When i select uefi and hit esc to boot using defaults it stays at 0% without any incriments. Which i assume is ignoring using esc to boot to defaults.

When i select HD>sata1 and hit esc to boot using defaults it stays at 0% without any incriments. Which i assume is ignoring using esc to boot to defaults.


Plz help. thx


----------



## bradpark22 (Jun 11, 2011)

some help is appreciated.

thx


----------



## bradpark22 (Jun 11, 2011)

i imaged my PC 02/26/14. since then i had to replace my keyboard on this pc. I just restored my pc using acronis true image from that date. when my PC boots up it asks me to choose your keyboard layout with options usa, arabian, arabic 101 or 102 or 103, armenian and a few more "a" options. I click on usa and then it says choose an option of

continue (exit and continue to win 8.1)
use a device (use a usb drive, network connection, or windows recovery cd)
troubleshoot (refresh or reset your pc, or use advanced tools)
turn off your pc


i select continue and it reboots. window pops up and says PC ran into a problem and needs to reboot and keeps on repeating these steps. what do u recommend i try next.

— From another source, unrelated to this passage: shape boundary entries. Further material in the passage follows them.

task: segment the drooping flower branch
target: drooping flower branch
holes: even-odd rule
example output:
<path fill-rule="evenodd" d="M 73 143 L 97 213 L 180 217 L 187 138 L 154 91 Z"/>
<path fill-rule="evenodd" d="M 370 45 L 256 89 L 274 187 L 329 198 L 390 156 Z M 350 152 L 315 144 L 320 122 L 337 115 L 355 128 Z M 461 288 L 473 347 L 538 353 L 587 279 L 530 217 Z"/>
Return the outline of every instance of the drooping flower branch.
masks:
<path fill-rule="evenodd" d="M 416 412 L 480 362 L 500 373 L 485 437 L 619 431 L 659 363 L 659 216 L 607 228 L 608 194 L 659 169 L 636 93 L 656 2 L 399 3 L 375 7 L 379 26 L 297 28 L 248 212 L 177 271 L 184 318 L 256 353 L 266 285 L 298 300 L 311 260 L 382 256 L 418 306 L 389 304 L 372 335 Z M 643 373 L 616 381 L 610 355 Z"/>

Should i put the keyboard that has a problem back on it and restore it again or would u do something else. Please advise me.

thx


----------



## bradpark22 (Jun 11, 2011)

ok i selected to troubleshoot and it gave me an option to refresh my PC using install dvd without losing programs or files. It is all the way up to 95% completed and it has been sitting there for about 15 mins without moving. Is this normal? If not, what should i do next plz? How long should i wait?

thx


----------



## golddust (Jan 2, 2005)

Was this originally a Windows 7 pc you are upgrading to 8.1? I'm at a loss to understand why you are having such a problem. I started with a dual boot of 7 and 8.1 on my pc. Later I decided to upgrade 7 to 8.1 and forego having 7 on my computer. Had no problem upgrading the 7 install (later erased the dual boot install by reformating that partition.). Maybe you messed up your BIOS. I didn't have to do anything with the BIOS. Did you start the upgrade while 7 was open that's the way mine was done.


----------



## bradpark22 (Jun 11, 2011)

i did a fresh install of 8.1 in sept but something happened to it and after going through all of the above i am now at the point where i said in my previous post of refreshing at 95%. if it is still at that point after an hour, what should i do next plz?

After an hour i rebooted it coz it was stuck there. This time i tried to reset while deleting my programs and apps setting it back to default. Was running fine until 97% and is stuck there again.

What could be causing this? Is there anything else i can do?

thx

thx


----------



## bradpark22 (Jun 11, 2011)

was bad HDD.


----------